Solution: Let the lengths of the parallel sides be x cm and (x + 6) cm.

Therefore lengths of the parallel sides are 17 cm and (17 + 6) = 23 cm.

**(8) In a trapezium – shaped field, one of the parallel sides is twice the other. If the area of the field is 9450 m ^{2} and the perpendicular distance between the two parallel sides is 84 m, find the length of the longer of the parallel sides.**

Solution: Let the lengths of the parallel sides be x m and 2x m.

Therefore lengths of the parallel sides are 75 m and (75 × 2) = 150 m.

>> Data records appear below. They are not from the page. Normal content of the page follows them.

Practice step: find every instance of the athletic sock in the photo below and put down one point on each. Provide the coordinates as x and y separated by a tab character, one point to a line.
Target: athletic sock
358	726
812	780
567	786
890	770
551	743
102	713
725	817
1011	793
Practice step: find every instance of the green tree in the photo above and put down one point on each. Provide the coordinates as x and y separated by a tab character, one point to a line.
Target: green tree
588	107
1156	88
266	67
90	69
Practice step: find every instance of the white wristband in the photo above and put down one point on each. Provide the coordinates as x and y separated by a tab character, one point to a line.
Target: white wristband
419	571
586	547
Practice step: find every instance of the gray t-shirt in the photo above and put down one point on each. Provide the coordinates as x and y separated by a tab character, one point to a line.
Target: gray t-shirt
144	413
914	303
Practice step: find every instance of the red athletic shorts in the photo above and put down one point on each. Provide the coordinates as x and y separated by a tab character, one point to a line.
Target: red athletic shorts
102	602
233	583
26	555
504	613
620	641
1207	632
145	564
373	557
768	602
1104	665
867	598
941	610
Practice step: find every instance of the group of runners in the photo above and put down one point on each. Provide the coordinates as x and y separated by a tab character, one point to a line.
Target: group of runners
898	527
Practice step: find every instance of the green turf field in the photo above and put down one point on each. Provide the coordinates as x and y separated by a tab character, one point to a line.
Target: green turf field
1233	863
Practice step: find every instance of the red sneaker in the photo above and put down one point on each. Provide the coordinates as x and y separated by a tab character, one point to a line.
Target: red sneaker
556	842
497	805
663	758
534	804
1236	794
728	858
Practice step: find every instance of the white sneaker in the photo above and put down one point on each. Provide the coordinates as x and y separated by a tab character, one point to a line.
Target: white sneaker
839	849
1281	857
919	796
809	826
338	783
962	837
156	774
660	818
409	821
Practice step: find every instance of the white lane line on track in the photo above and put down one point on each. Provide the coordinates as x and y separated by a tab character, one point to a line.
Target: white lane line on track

**(9) The length of the fence of a trapezium – shaped field ABCD is 130 m and side AB is perpendicular to each of the parallel sides AD and BC. If BC = 54 m, CD = 19 m and AD = 42 m, find the area of the field.**

Solution: Length of the side = [130 – (54 + 19 + 42)] = 15 m

∴ Area of the trap. – shaped field,

**(10) In the given figure, ABCD is a trapezium in which AD ****∥**** BC, ****∠****ABC = 90 ^{o}, AD = 16 cm, AC = 41 cm and BC = 40 cm. Find the area of the trapezium.**

Solution: From the right, ∆ ABC,

∴ AB^{2} = (AC^{2} – BC^{2})

⇒ AB^{2} = (41)^{2} – (40)^{2}

⇒ AB^{2} = (1681 – 1600) = 81

**(11) The parallel sides of a trapezium are 20 cm and 10 cm. Its nonparallel sides are both equal, each being 13 cm. Find the area of the trapezium.**

Solution: Let ABCD be the given trapezium in which AB ∥ DC, AB = 20 cm, DC = 10 cm

AD = BC = 13 cm.

Draw CL ⊥ AB and CM ∥ DA, meeting AB at L and M respectively.

Clearly, AMCD is a ∥ gm.

∴ AM = DC = 10 cm

MB = (AB – AM) = (20 – 10) = 10 cm

Now, CM = DA = 13 cm and CB = 13 cm.

∴ ∆CMB is an isosceles triangle and CL ⊥ MB.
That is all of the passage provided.